アセトアルデヒドは、体内に入ったアルコールを分解する途中で生まれる物質です。アセトアルデヒドを分解できる体質は個人差があります。アルコールの分解がしづらい人は、それだけアセトアルデヒドが体内に残るのです。特に、お酒を飲んで赤くなりやすい人は要注意しましょう。
アルコールを飲んで赤くなりやすい人は、食道がんになるリスクが高いと言われています。赤くなりやすい人は、お酒の摂取量を考えておきましょう。
3-2.たばこにも注意が必要です
アセトアルデヒドは、お酒だけでなくたばこにも含まれています。お酒を飲みながらたばこを吸う人は多いでしょう。しかし、2つを同時に摂取することで体内のアセトアルデヒドの量が上がってしまいます。
また、アルコールとニコチンを同時に取ると二日酔いにもなりやすいです。お酒とたばこを同時に取るのは控えましょう。二日酔い・発がんリスクの上昇といいことはありません。
3-3.シックハウス症候群の原因にもなります
新築やリフォームした家に入居したとき、目やのどに異常を覚える人がいます。それ以外にもめまいや吐き気、頭痛、不眠などの症状が出ることもあるのです。このような症状を「シックハウス症候群」と言います。アセトアルデヒドは、その症状の一因とも言われているのです。

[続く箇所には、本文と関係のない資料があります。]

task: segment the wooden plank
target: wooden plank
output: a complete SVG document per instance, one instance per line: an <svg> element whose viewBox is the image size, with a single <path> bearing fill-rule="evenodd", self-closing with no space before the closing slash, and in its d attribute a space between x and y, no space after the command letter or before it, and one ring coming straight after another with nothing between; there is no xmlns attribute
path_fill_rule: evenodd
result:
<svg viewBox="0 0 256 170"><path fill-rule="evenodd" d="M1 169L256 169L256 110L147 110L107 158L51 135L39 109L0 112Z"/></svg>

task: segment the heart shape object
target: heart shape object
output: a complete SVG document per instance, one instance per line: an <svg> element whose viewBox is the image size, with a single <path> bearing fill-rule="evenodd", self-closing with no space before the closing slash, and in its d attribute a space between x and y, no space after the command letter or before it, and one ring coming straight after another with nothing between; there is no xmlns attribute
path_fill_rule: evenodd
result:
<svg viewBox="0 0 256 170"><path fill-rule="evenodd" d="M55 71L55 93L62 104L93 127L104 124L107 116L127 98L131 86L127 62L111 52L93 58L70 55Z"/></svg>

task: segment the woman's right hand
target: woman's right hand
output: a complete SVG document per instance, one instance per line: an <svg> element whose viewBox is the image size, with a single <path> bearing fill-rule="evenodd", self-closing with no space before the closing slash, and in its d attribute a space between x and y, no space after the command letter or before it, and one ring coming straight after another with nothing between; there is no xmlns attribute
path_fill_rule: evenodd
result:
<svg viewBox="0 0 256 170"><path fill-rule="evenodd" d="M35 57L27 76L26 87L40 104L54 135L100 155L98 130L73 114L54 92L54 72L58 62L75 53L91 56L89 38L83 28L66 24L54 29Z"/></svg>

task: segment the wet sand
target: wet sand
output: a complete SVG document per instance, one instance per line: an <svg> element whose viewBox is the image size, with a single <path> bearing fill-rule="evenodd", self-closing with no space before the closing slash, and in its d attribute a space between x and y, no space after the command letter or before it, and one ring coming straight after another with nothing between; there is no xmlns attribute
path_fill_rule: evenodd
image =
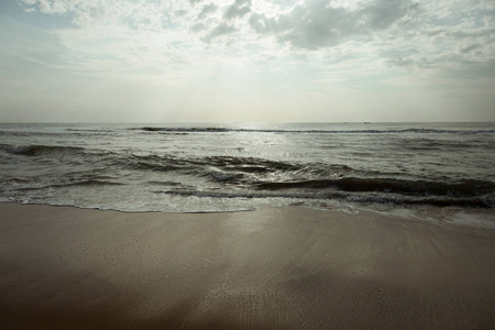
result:
<svg viewBox="0 0 495 330"><path fill-rule="evenodd" d="M0 329L495 329L495 230L0 204Z"/></svg>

シックハウス症候群は、建材や家具からアセトアルデヒドが発生すると言われています。ほかにも喫煙やカビ、ダニなどによる汚染も原因と考えられているのです。この「シックハウス症候群」は、まだ解明されていない部分もあります。
3-4.化学物質過敏症の原因
さきほど紹介したシックハウス症候群は、化学物質からの影響が大きいとも言われているのです。化学物質に対して過剰反応する人は、化学物質過敏症と診断することがあります。
化学物質過敏症は、たばこや香水の臭い、排気ガス、空気が悪いところで過ごすことで体調が悪くなる症状です。体調だけでなくせきや頭痛などのアレルギーが出ることもあります。
化学物質過敏症に対しては、まだ明確なことが分かっておらず治療法も確立していません。また、厚労省によって正式な病名を認定されていないので治療できるドクターも限られています。
4.まとめ
いかがでしたか?
この記事では、アセトアルデヒドの性質を中心にまとめました。
アセトアルデヒドは、特殊引火物に分類されます。その中でも沸点が低いため、すぐに燃え広がる危険な物質です。また、刺激臭と共にのどなどの粘膜に痛みを与える性質もあります。
アセトアルデヒドは、鋼性の容器に密閉して保管する必要がある物質です。また、風が通る冷暗所に保管する必要があります。アセトアルデヒドを使用して消火するときは、耐アルコール泡や二酸化炭素、粉末による窒息消化が基本です。水で消す場合は、冷却消火だけ有効となります。